The CAMS regional air quality analyses come in the form of hourly gridded maps and are obtained by combining satellite observations, surface in situ observations and numerical modelling that mimic the laws of physics and chemistry in the atmosphere. The data collected is of high quality and can be considered as “ground truth”. The main limitation of this dataset is that it cannot account for fine spatial variability and local effects that occur within a few meters to hundred meters near a source, like a road segment with heavy traffic or a power plant chimney stack. The data is representative of the average background values over a grid with a scale of 10km by 10km. The data can be obtained openly and freely from CAMS’ Atmosphere Data Store.
Can satellites really observe air pollution at the surface?
The European Commission’s Copernicus Sentinel-5 Precursor (S-5P) TROPOMI instrument benefits from an unprecedented spatial resolution of 3.5km x 5km, which allows to see fine maps of a number of air pollutants such as NO2. Satellite observations have however some limitations on the level of detail at which they can be used for monitoring air pollutants.
Firstly, they make their measurements from satellites in Low-Earth-Orbit and provide only one measurement per day for each location on Earth: for example, the overpass time of S-5P is 13:30 Mean Local Solar time. Second, the physics of the atmosphere is such that for pollutants like NO2, measurements are not possible or significantly degraded in the presence of clouds and of fine particles suspended in the air (aerosol). During the winter in Europe, this means that only about 25% of the data can be used.
To overcome this issue, observations can be averaged over longer periods of time (typically a running average of 10 days), in order to have at least one or two measurements for each location in each average period. Finally, and most importantly, what the satellite observes is proportional to the vertically integrated amount of pollutants from the ground and up to 10 km (tropopause); this is obviously different from the concentrations at the surface, let alone the emissions by human activities. Given these limitations, it is striking that a clear signal of decreasing activity levels could be detected. Over Europe, high-quality surface observations are made by each individual country and gathered by the European Environment Agency in Near-Real-Time. These observations can serve as “ground truth” to assess the reality of the signal detected by satellite.

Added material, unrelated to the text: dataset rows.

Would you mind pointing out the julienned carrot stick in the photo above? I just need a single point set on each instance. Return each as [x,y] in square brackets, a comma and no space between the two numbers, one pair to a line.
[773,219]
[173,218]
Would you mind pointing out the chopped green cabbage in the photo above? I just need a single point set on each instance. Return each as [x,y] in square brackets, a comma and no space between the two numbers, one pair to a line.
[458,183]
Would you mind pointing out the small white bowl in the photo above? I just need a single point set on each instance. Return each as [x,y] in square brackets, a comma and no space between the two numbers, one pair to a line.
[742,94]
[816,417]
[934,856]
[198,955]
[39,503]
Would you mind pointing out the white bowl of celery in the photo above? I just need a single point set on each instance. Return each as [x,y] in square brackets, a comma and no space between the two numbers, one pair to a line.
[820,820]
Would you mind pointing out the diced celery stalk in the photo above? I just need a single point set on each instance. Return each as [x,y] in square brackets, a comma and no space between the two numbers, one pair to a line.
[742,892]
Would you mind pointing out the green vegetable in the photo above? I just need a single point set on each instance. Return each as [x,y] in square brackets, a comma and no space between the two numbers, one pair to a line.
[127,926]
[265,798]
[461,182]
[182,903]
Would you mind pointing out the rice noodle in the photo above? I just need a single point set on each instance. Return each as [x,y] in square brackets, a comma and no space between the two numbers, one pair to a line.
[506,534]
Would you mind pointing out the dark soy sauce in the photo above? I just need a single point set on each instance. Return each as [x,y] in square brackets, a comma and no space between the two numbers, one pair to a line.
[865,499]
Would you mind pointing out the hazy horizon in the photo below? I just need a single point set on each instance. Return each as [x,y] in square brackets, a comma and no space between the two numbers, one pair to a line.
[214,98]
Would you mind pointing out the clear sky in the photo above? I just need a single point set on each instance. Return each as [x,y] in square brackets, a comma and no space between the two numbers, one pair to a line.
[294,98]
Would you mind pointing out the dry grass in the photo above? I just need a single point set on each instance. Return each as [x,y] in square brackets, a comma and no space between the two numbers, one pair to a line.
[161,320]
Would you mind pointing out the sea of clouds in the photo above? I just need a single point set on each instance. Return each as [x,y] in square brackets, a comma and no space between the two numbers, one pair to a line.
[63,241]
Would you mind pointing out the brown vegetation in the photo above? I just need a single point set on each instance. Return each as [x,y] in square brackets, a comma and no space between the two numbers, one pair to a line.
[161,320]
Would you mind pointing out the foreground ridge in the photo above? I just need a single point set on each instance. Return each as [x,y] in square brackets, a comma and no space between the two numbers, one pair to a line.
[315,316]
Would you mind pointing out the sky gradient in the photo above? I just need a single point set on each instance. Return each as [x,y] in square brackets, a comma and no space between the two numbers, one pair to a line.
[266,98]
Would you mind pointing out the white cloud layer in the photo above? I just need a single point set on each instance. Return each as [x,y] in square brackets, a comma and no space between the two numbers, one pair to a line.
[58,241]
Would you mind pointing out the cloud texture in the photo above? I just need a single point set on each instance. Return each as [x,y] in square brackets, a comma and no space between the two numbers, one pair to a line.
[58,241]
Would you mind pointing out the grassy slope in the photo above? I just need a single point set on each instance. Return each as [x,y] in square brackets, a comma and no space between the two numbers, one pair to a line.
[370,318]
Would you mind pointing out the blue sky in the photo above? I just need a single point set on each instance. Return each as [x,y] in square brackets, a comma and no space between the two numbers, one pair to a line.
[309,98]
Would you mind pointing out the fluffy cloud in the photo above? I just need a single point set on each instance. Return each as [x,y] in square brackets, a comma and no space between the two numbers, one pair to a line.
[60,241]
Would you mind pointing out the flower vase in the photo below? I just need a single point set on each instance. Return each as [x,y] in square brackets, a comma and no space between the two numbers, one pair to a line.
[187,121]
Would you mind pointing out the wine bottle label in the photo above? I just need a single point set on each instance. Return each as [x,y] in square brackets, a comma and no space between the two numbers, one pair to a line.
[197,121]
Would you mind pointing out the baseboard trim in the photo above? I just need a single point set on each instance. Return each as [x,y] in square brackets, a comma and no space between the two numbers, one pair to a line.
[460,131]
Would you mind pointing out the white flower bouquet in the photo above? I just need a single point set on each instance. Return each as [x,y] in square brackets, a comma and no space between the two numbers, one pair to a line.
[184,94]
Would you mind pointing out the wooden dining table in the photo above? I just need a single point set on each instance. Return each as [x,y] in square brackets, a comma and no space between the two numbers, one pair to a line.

What is the situation in other parts of Europe?
In other parts of Europe, the detection of statistically robust trend is yet more challenging, as shown below for some capitals in North-Western Europe. Weather-related episodes of high (between weeks 3 and 4; week 6) and low NO2 surface concentrations are the main features that can be seen.
What are the plans of Copernicus for monitoring emissions using satellites in the future?
As part of the Copernicus programme, CAMS is currently developing a capacity to derive emissions directly, using further advanced modelling techniques. An essential ingredient for this will be the new generation of satellites monitoring air pollutants. These will be embarked on geostationary platform and will provide hourly observations over selected part of the world.
The Korean Aerospace Research Institute’s Cheollian 2B satellite, which was launched into orbit aboard an Arianespace Ariane 5 rocket on February 18th, hosts the first instrument of this kind, GEMS (Geostationary Environment Monitoring Spectrometer); scientifically useful data covering parts of Asia is expected to be available at the end of this year. Similar instruments are planned over the US (TEMPO) and Europe. As part of Copernicus, the Sentinel-4 instrument onboard Eumetsat’s Meteosat Third Generation will launch in late 2022 or 2023. Sentinel-4 will be the backbone for the planned emissions information service of CAMS, which will be operated by ECMWF.